Newcastle manager Steve Bruce took charge of training at the club on Tuesday, 12 October, despite widespread speculation he is set to be fired by the club’s new Saudi owners.
Bruce, who was appointed by former owner Mike Ashley in July 2019, will reportedly be paid £8 million in compensation.
Newcastle are currently second from bottom in the Premier League and the new owners do not see Bruce as a man they can trust to spend a transfer budget, which could reach £300 million.
Bruce’s most disastrous signing has been Brazilian forward Joelinton, who was inked for £40 million in 2019 but has scored only six goals in 76 appearances.
If Bruce gets sacked in the next 24 hours it is expected that his assistant, Graeme Jones, will take charge for Sunday’s match against Tottenham while the hunt for a permanent manager is stepped up.
Few will mourn Bruce and social media is already full of jokes and memes at his expense.
Among the big names in the frame are former England midfielder Frank Lampard, who was fired by Chelsea in January, Leicester manager Brendan Rodgers and Lucien Favre, who managed Borussia Dortmund as well as clubs in his native Switzerland.
Other names which have been touted are Graham Potter, who has impressed at Brighton, former Bournemouth manager Eddie Howe and ex-Newcastle boss Rafa Benitez, although he is currently under contract at Everton.
The Saudis are clearly hoping to transform Newcastle with their money in the same way that Sheikh Mansour and his Abu Dhabi United Group did when they took over Manchester City in 2008.

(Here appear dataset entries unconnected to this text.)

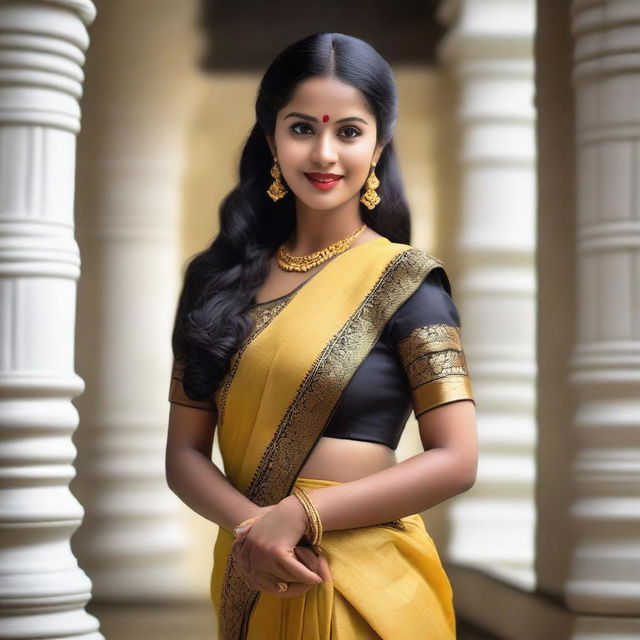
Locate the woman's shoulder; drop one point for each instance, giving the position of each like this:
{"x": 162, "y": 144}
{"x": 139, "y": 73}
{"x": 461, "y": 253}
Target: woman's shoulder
{"x": 418, "y": 261}
{"x": 431, "y": 301}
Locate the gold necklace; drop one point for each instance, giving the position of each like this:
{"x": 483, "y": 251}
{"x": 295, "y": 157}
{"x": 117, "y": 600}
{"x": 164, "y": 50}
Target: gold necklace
{"x": 287, "y": 262}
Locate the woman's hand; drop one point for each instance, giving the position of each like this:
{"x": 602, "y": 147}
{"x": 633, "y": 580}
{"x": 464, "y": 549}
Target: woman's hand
{"x": 267, "y": 551}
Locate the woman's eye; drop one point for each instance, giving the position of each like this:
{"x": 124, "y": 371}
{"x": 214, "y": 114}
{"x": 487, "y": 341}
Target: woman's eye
{"x": 294, "y": 128}
{"x": 299, "y": 124}
{"x": 357, "y": 133}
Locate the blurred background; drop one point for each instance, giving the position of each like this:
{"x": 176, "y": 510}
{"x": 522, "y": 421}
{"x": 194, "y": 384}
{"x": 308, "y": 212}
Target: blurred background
{"x": 121, "y": 125}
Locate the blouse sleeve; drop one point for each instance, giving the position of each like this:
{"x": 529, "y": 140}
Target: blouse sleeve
{"x": 178, "y": 395}
{"x": 425, "y": 331}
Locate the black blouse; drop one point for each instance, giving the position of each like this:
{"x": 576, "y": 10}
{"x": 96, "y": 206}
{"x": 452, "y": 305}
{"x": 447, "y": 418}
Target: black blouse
{"x": 419, "y": 346}
{"x": 417, "y": 364}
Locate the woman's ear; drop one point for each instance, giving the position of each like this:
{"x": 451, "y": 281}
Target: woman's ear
{"x": 377, "y": 153}
{"x": 272, "y": 146}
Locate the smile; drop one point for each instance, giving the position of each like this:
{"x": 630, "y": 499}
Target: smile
{"x": 323, "y": 183}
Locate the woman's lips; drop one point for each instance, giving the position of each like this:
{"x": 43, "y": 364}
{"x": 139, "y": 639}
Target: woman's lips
{"x": 325, "y": 183}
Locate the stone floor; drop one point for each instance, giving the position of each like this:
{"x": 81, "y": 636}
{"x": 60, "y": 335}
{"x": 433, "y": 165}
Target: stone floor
{"x": 188, "y": 621}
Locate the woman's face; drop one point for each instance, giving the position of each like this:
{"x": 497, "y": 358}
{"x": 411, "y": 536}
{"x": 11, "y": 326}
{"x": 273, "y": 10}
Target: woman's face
{"x": 325, "y": 128}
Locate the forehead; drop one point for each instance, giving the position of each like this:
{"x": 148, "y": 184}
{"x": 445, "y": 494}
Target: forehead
{"x": 317, "y": 96}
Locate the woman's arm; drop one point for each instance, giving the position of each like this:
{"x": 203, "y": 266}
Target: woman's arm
{"x": 191, "y": 474}
{"x": 412, "y": 486}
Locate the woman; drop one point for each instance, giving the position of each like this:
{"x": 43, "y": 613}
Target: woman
{"x": 307, "y": 332}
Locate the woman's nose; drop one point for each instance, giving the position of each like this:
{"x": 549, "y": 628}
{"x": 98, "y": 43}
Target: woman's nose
{"x": 324, "y": 151}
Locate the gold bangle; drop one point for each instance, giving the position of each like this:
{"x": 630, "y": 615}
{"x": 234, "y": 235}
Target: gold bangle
{"x": 313, "y": 517}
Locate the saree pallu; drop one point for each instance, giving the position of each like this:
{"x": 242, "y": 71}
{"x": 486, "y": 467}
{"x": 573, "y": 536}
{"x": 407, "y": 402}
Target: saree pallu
{"x": 278, "y": 395}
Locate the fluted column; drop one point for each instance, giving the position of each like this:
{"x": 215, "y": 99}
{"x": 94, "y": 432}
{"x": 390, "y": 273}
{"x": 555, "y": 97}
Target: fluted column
{"x": 133, "y": 541}
{"x": 43, "y": 591}
{"x": 489, "y": 52}
{"x": 604, "y": 581}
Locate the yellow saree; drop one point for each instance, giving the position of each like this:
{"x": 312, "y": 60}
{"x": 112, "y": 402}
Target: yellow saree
{"x": 278, "y": 395}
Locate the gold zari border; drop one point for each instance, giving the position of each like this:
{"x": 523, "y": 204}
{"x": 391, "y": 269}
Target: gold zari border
{"x": 310, "y": 409}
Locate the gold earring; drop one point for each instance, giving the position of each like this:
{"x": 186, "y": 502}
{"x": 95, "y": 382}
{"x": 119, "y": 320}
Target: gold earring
{"x": 370, "y": 198}
{"x": 277, "y": 190}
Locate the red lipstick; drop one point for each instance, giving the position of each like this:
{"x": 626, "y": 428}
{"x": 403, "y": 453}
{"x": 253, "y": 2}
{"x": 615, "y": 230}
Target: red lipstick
{"x": 323, "y": 180}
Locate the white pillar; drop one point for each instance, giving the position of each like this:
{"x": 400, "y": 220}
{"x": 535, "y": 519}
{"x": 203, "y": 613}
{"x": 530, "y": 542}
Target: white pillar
{"x": 43, "y": 591}
{"x": 490, "y": 53}
{"x": 133, "y": 540}
{"x": 604, "y": 580}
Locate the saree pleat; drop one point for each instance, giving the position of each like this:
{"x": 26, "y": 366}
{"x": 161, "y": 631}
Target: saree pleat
{"x": 273, "y": 405}
{"x": 386, "y": 583}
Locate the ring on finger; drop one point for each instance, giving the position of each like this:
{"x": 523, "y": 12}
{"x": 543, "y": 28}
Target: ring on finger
{"x": 282, "y": 586}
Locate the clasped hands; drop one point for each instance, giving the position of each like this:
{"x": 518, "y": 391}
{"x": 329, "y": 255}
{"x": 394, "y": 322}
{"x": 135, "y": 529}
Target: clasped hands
{"x": 268, "y": 550}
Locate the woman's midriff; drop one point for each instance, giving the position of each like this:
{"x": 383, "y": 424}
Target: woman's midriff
{"x": 343, "y": 460}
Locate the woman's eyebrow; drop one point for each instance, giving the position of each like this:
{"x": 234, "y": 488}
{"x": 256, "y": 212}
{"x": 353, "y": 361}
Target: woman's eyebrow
{"x": 304, "y": 116}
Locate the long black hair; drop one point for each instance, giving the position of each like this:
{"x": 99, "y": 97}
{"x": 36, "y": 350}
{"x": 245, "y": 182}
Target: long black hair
{"x": 212, "y": 317}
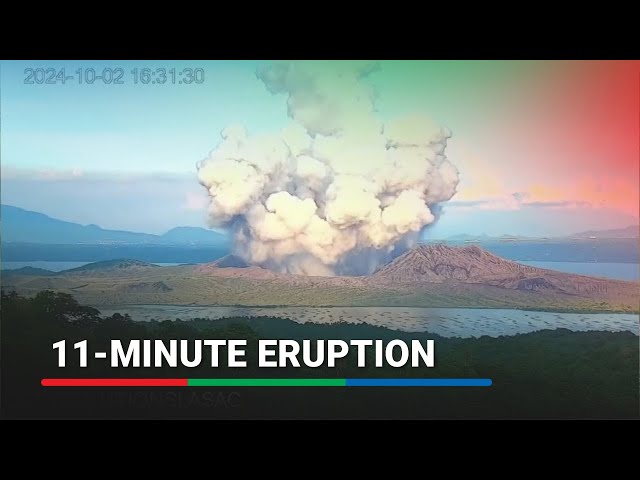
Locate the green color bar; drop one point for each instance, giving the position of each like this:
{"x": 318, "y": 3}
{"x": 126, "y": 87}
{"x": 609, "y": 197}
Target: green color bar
{"x": 266, "y": 382}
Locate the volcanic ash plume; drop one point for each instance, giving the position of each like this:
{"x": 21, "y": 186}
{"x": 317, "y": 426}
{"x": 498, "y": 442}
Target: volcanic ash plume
{"x": 338, "y": 191}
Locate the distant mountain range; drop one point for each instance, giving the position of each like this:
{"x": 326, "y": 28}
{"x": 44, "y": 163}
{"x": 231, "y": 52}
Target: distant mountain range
{"x": 24, "y": 226}
{"x": 632, "y": 231}
{"x": 426, "y": 276}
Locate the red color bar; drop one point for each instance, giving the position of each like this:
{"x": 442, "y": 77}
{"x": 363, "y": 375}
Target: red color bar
{"x": 114, "y": 382}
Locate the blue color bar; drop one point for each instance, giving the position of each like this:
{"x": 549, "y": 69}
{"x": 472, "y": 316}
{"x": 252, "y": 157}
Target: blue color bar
{"x": 419, "y": 382}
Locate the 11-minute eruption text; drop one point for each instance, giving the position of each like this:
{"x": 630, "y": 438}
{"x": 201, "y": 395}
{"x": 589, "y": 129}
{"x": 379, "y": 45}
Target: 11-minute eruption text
{"x": 271, "y": 353}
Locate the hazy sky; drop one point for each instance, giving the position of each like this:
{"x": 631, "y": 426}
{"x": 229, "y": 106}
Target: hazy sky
{"x": 543, "y": 148}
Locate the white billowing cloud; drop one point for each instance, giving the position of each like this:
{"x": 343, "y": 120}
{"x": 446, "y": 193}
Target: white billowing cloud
{"x": 335, "y": 183}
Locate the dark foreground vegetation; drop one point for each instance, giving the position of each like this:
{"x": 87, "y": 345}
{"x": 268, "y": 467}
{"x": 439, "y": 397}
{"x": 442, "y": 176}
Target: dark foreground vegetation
{"x": 546, "y": 374}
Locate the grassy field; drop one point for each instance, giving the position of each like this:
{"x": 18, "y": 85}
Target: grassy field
{"x": 183, "y": 285}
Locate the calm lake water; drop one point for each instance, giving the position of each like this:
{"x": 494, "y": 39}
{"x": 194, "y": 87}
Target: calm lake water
{"x": 448, "y": 322}
{"x": 617, "y": 271}
{"x": 57, "y": 266}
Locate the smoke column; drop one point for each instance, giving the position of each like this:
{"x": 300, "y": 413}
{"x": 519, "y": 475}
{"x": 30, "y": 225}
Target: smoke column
{"x": 336, "y": 192}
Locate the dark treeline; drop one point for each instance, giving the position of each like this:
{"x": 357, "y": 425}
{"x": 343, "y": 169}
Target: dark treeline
{"x": 546, "y": 374}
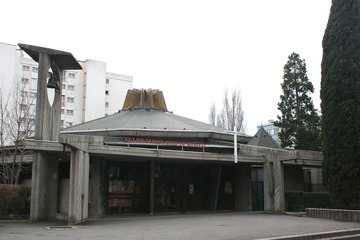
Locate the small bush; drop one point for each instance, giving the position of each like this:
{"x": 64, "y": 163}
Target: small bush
{"x": 14, "y": 201}
{"x": 298, "y": 201}
{"x": 316, "y": 200}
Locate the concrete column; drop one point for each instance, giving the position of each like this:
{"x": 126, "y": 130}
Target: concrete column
{"x": 79, "y": 186}
{"x": 215, "y": 172}
{"x": 152, "y": 187}
{"x": 243, "y": 187}
{"x": 279, "y": 193}
{"x": 268, "y": 187}
{"x": 44, "y": 188}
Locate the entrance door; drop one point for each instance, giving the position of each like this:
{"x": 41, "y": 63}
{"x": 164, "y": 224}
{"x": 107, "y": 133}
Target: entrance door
{"x": 167, "y": 188}
{"x": 197, "y": 188}
{"x": 257, "y": 187}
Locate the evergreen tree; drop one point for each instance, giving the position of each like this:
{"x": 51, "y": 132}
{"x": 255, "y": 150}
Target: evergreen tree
{"x": 340, "y": 95}
{"x": 299, "y": 121}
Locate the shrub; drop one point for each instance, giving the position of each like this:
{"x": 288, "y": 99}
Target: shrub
{"x": 14, "y": 201}
{"x": 297, "y": 201}
{"x": 316, "y": 200}
{"x": 294, "y": 201}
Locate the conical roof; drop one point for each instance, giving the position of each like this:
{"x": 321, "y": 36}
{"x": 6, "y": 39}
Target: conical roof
{"x": 145, "y": 114}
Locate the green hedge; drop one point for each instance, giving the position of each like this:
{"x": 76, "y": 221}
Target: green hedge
{"x": 297, "y": 201}
{"x": 14, "y": 201}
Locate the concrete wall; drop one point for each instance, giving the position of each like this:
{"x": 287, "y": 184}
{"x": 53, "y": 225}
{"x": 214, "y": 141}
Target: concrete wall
{"x": 63, "y": 196}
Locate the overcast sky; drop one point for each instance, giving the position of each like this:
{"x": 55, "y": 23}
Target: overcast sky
{"x": 191, "y": 50}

City have won the Premier League title five times, made it to the final of the Champions’ League this year, and splashed out a record fee of £100 million on England midfielder Jack Grealish in the summer.
Amanda Staveley, the City power-broker who forced through the Newcastle deal after more than a year of haggling and red tape, said last week: "Of course I want to win the Premier League. At some point, of course, we want trophies. The last time the club won a trophy was 1955. But this is a long term project and it will take some patient capital."
Staveley said she wanted to bring in new players but also said they needed to boost the club’s academy and improve its youth scouting network.